Stokes-Dirac structures for distributed parameter port-Hamiltonian systems: an analytical viewpoint

TL;DR

This paper establishes that a broad class of linear PDEs in distributed parameter systems can be characterized as Stokes-Dirac structures using boundary control theory, expanding the geometric framework to include more mechanics problems.

Contribution

It introduces a new analytical approach to define Stokes-Dirac structures for linear PDEs, including those outside the scope of previous geometric formulations, with detailed examples from mechanics and physics.

Findings

Defines Stokes-Dirac structures for linear PDEs using boundary control theory

Includes examples from continuum mechanics and physics

Connects differential operators with Hilbert complexes at boundaries

Abstract

In this paper we prove that a large class of linear evolution PDEs defines a Stokes-Dirac structure over Hilbert spaces.
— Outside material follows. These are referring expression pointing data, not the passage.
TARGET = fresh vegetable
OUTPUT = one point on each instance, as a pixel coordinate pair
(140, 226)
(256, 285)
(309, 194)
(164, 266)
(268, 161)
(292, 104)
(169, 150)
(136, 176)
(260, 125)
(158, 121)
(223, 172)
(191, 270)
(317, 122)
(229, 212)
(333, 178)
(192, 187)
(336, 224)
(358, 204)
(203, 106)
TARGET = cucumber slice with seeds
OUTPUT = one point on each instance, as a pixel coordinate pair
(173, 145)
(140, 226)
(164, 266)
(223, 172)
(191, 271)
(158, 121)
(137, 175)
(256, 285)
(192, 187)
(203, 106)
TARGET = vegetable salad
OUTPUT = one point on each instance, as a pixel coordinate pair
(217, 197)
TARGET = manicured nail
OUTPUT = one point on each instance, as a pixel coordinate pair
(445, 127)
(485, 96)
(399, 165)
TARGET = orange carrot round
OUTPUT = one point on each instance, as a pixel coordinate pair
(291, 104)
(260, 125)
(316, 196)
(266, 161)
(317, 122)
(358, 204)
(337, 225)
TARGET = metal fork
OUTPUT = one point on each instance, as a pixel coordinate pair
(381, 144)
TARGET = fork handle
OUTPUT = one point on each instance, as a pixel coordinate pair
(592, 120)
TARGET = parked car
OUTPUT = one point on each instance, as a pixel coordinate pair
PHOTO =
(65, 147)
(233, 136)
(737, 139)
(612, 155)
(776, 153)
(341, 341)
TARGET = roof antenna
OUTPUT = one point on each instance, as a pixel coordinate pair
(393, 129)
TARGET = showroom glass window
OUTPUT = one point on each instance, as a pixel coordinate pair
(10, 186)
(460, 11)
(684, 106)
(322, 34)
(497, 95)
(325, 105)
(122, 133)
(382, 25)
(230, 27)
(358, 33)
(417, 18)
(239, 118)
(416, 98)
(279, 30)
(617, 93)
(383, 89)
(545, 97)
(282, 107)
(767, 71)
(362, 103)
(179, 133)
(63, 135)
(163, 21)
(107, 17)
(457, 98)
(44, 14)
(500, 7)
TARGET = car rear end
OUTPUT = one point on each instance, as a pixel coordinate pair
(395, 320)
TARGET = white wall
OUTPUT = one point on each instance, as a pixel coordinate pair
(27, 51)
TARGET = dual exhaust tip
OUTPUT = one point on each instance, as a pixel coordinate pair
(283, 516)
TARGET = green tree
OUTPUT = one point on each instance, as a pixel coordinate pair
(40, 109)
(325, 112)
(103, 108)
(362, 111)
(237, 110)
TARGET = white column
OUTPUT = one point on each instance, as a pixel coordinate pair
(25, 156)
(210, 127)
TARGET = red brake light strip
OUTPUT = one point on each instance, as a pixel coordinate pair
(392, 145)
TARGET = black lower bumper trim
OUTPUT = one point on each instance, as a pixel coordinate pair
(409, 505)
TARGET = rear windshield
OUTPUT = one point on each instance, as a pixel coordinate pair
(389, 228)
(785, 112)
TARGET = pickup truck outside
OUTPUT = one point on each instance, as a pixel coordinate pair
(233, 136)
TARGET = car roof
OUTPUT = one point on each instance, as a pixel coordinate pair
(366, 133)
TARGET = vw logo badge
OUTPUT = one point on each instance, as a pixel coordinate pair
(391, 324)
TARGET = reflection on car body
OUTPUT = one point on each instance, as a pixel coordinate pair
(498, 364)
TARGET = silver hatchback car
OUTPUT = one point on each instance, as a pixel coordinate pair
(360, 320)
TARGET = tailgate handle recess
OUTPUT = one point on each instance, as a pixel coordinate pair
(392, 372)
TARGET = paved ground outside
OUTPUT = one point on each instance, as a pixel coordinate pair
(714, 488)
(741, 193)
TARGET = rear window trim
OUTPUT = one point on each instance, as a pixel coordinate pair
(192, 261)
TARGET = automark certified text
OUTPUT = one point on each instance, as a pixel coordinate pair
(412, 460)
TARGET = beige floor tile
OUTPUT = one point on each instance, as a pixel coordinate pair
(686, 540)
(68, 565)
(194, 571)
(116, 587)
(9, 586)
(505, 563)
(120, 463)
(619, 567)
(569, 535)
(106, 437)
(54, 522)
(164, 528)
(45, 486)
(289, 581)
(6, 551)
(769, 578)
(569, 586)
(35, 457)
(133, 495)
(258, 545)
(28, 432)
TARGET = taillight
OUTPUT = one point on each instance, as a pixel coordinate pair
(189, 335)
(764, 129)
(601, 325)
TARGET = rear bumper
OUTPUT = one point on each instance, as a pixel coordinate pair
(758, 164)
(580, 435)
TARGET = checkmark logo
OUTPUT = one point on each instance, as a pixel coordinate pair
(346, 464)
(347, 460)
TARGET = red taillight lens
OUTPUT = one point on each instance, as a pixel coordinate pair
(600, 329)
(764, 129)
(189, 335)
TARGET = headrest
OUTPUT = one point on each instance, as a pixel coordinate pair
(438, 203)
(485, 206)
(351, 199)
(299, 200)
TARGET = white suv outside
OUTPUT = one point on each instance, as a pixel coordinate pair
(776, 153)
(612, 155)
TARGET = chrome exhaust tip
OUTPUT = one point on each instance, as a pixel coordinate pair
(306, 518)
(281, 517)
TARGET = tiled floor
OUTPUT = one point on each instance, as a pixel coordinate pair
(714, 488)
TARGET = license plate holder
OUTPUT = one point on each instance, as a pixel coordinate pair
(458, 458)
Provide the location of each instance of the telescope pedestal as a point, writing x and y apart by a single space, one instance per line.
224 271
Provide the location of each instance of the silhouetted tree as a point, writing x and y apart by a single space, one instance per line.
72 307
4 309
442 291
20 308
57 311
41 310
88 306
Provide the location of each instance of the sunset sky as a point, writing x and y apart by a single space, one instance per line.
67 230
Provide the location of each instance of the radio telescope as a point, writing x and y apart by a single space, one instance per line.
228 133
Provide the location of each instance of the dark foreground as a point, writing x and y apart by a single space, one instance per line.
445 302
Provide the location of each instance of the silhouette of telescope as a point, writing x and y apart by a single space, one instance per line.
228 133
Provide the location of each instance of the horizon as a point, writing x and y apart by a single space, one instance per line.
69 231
To do so, the theory of boundary control system is employed. This definition encompasses problems from mechanics, that cannot be handled by the seminal geometric setting given in [van der Schaft and Maschke, Hamiltonian formulation of distributed-parameter systems with boundary energy flow, 2002 ]. Many worked-out examples stemming from continuum mechanics and physics are presented in detail, and a particular focus is given on the functional spaces in duality at the boundary of the geometrical domain. For each example, the connection between the differential operators and the associated Hilbert complexes is illustrated.